In April 2005, Melanie Rabone committed suicide. She had voluntarily been admitted to hospital in early March 2005 following a failed suicide attempt and was diagnosed as suffering from a severe episode of recurrent depressive disorder.   She made two further attempts to commit suicide whilst being treated and was assessed a moderate to high suicide risk. Following her request for home leave, it was agreed that she be given two day leave at a ward round with members of her family present.  On the second day of her leave, she took her own life.

The NHS Trust settled the civil negligence claim in 2008 but her parents pursued a claim for breach of the operational duty under Article 2 of the ECHR and its positive duty to protect life.  They were unsuccessful in the High Court and the Court of Appeal but the Supreme Court found unanimously in their favour on the following issues:

  • The NHS had a positive duty to protect Melanie Rabone’s life under Article 2 of the ECHR against the risk of suicide of psychiatric patients (“the operational duty”).  While there were differences between detained and voluntary psychiatric patients, these should not be exaggerated. 
  • The Trust assumed responsibility for Melanie Rabone and she was under its control.   By reason of her mental state, she was extremely vulnerable and the Trust owed an operational duty to take reasonable steps to protect her from the real and immediate risk of suicide. 
  • The risk of suicide was ‘real and immediate’ and satisfied the test for Article 2. Two expert psychiatrists in the clinical negligence action had agreed that it was negligent to allow her home and she required protection from the risk of suicide.
  • Melanie’s parents were victims under the ECHR and their victim status was not lost as a result of the settlement of the clinical negligence action.  The Fatal Accident Act did not provide bereavement damages for the parents of an adult child and consequently, their claim under Article 2 had not been satisfied. 
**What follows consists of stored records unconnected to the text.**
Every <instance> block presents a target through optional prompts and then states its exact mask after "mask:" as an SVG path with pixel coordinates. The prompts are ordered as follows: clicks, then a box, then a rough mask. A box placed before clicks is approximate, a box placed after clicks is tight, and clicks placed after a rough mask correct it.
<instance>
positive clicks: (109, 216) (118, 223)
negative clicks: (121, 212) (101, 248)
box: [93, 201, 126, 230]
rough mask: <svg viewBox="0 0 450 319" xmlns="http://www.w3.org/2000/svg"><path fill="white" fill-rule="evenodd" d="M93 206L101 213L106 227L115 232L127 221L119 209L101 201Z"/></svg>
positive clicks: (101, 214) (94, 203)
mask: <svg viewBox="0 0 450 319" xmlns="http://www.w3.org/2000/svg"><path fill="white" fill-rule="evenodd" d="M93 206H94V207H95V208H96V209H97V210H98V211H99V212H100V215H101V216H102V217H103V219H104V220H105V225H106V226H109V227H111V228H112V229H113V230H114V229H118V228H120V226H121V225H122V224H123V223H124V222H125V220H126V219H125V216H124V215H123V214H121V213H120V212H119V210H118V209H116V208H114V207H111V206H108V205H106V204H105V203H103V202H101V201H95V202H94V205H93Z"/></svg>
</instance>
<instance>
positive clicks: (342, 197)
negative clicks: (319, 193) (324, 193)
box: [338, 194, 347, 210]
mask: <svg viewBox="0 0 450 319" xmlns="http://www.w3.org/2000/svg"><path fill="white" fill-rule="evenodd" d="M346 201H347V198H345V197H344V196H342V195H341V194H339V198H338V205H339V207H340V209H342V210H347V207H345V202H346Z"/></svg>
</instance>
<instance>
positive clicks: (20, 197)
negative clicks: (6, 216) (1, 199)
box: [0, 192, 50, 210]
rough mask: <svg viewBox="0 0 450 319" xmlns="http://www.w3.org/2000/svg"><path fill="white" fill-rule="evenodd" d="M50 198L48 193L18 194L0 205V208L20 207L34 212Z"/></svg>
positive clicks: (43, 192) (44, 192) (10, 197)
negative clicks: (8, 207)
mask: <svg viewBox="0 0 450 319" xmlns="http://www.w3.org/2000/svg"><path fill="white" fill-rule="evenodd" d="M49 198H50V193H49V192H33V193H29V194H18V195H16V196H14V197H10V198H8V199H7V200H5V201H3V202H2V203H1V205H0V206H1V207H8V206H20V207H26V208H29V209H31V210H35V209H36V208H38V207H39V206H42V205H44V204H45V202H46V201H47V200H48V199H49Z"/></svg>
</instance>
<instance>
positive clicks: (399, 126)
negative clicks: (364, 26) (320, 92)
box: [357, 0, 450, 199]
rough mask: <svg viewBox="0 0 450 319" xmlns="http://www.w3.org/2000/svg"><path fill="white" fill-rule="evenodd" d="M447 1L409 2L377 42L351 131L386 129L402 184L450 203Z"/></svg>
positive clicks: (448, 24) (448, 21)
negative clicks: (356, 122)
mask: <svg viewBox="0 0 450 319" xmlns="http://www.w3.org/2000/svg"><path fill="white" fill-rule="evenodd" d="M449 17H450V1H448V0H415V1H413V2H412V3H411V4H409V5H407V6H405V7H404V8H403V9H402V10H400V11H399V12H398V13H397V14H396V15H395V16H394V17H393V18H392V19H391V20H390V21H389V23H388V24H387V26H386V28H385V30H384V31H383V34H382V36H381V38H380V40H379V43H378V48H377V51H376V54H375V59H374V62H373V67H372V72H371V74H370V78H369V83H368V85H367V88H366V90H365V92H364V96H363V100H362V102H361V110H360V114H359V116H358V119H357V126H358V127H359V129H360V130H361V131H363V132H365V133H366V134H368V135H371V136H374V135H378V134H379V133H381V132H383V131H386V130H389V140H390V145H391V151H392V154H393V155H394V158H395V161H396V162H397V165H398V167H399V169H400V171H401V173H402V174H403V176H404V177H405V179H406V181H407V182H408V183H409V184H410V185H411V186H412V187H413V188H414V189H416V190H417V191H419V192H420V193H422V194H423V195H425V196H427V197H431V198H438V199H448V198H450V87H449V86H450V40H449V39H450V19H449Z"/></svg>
Mr and Mrs Rabone were awarded £5000 each in recognition of the breach of the operational duty under Article 2.


This case follows and extends the rationale established in Savage v South Essex Partnership NHS Foundation Trust [2009] AC 681 which confirmed that the Article 2 operational duty applies to patients detained under the Mental Health Act. Other cases have established that the State must to a  great extent protect the life of those for whom it assumes responsibility in circumstances where there is an immediate risk to life.  These include people who are in prisons, conscripts to the armed forces and those who are compulsorily  detained under the Mental Health Act.  The reason is that these people are deprived of their freedom by the State.  The Court believed that Melanie Rabone’s position was closely analogous to that of a detained patient, because of the potential use of Mental Health Act holding powers if she had attempted to leave without the agreement of those treating her.

The Supreme Court draws distinctions between voluntary psychiatric patients and patients suffering from physical illness or injury on the basis of informed consent and autonomy and the lack of powers to detain.  It does not expand upon this in detail nor does it provide an account of what is required to satisfy “a real and immediate risk”. On the facts, the Justices said that the risk continued whilst Melanie was on leave and that the decision to allow the leave was not one that a reasonable psychiatrist would have made.  The importance of the accurate, written risk assessment is once again highlighted by this case along with the rationale of any particular clinical decision.  The Supreme Court did not consider the question of whether mental health units will be required to pursue a more conservative policy in terms of refusing to allow informal patients to leave hospital in the presence of risk.

The decision is likely to lead to more human rights claims and to have a knock-on effect in extending the scope of inquests involving voluntary mental health patients.

We will be working with mental healthcare providers on the practical implications of this decision.